INOX and PVR will merge once all approvals are received and the merger becomes operational. INOX shareholders will receive PVR shares in exchange for INOX shares at the approved share exchange (“swap”) ratio.
Post-merger, the promoters of INOX will join the existing promoters of PVR as co-promoters of the amalgamated enterprise. After the scheme’s implementation, the amalgamated company’s Board of Directors would be reconstituted, with a total board strength of 10 members and equal representation on the Board for both promoter families, with two board seats each.
Ajay Bijli will take over as Managing Director, while Sanjeev Kumar will take over as Executive Director. Pavan Kumar Jain will be named as the Board’s Non-Executive Chairman. In the amalgamated entity, Siddharth Jain will be appointed as a Non-Executive Non-Independent Director.
The combined entity’s name will be PVR INOX Limited, with existing screens continuing as PVR and INOX, respectively. While new theaters that open after the merger would be named PVR INOX.

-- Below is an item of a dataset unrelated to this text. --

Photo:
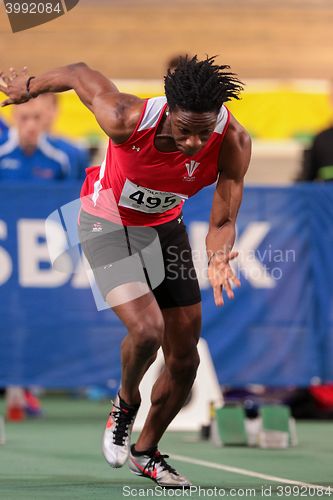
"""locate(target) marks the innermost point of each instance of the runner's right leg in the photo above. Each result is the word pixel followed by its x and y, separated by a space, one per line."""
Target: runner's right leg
pixel 144 322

The Independent Valuers chosen by PVR and INOX, SSPA & Co, Chartered Accountants and Drushti Desai, Registered Valuer, Partner at Bansi S. Mehta & Co., have suggested a share exchange ratio that has been agreed upon by the respective Boards.
PVR received a Fairness Opinion from Axis Capital Limited on the share exchange ratio, whereas INOX received a Fairness Opinion from Ernst & Young Merchant Banking Services LLP. Resultantly, INOX shareholders will receive 3 PVR shares in exchange for 10 INOX shares.
Post the merger, PVR Promoters will have a 10.62% stake while INOX Promoters will have a 16.66% stake in the combined entity
The combined firm would run 1546 screens over 341 properties in 109 cities, making it India’s largest cinema exhibition company. PVR now operates 871 screens across 181 properties in 73 cities while INOX currently operates 675 screens across 160 properties in 72 cities. The combination would benefit and ensure tremendous value creation for all stakeholders.
With customers at the center of the decision, the merger would focus on leveraging the capabilities of both firms to provide exceptional customer service and a fantastic theatre experience to Indian moviegoers.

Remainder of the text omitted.